Author: Sifan YU ¹ ; Dijie LI ¹ ; Ning ZHANG ² ; Shuaijian NI ¹ ; Meiheng SUN ¹ ; Luyao WANG ¹ ; Huan XIAO ² ; Dingdong LIU ¹ ; Jin LIU ¹ ; Yuanyuan YU ¹ ; Zongkang ZHANG ² ; Samuel Tin Yui YEUNG ¹ ; Shu ZHANG ³ ; Aiping LU ¹ ; Zhenlin ZHANG ⁴ ; Baoting ZHANG ² ; Ge ZHANG ¹
Author Information

1. Law Sau Fai Institute for Advancing Translational Medicine in Bone and Joint Diseases, School of Chinese Medicine, Hong Kong Baptist University, Kowloon Tsai, Hong Kong 999077, China.
2. School of Chinese Medicine, Faculty of Medicine, the Chinese University of Hong Kong, Hong Kong 999077, China.
3. The Key Laboratory of Aerospace Medicine, Ministry of Education, Air Force Medical University, Xi'an 710000, China.
4. Shanghai Clinical Research Center of Bone Disease, Department of Osteoporosis and Bone Diseases, Shanghai Jiao Tong University Affiliated Sixth People's Hospital, Shanghai 200000, China.
Publication Type:Review
Keywords: Antibody; Aptamer; Artificial intelligence; Bone diseases; Sclerostin; Sclerostin inhibitors; Small molecule inhibitors; WNT signalling pathway
From: Acta Pharmaceutica Sinica B 2022;12(5):2150-2170
CountryChina
Language:English
Abstract: Sclerostin, a protein secreted from osteocytes, negatively regulates the WNT signaling pathway by binding to the LRP5/6 co-receptors and further inhibits bone formation and promotes bone resorption. Sclerostin contributes to musculoskeletal system-related diseases, making it a promising therapeutic target for the treatment of WNT-related bone diseases.

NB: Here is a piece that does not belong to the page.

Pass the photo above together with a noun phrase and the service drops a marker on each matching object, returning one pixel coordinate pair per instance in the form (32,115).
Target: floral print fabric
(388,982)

Additionally, emerging evidence indicates that sclerostin contributes to the development of cancers, obesity, and diabetes, suggesting that it may be a promising therapeutic target for these diseases. Notably, cardiovascular diseases are related to the protective role of sclerostin. In this review, we summarize three distinct types of inhibitors targeting sclerostin, monoclonal antibodies, aptamers, and small-molecule inhibitors, from which monoclonal antibodies have been developed. As the first-in-class sclerostin inhibitor approved by the U.S. FDA, the monoclonal antibody romosozumab has demonstrated excellent effectiveness in the treatment of postmenopausal osteoporosis; however, it conferred high cardiovascular risk in clinical trials. Furthermore, romosozumab could only be administered by injection, which may cause compliance issues for patients who prefer oral therapy. Considering these above safety and compliance concerns, we therefore present relevant discussion and offer perspectives on the development of next-generation sclerostin inhibitors by following several ways, such as concomitant medication, artificial intelligence-based strategy, druggable modification, and bispecific inhibitors strategy.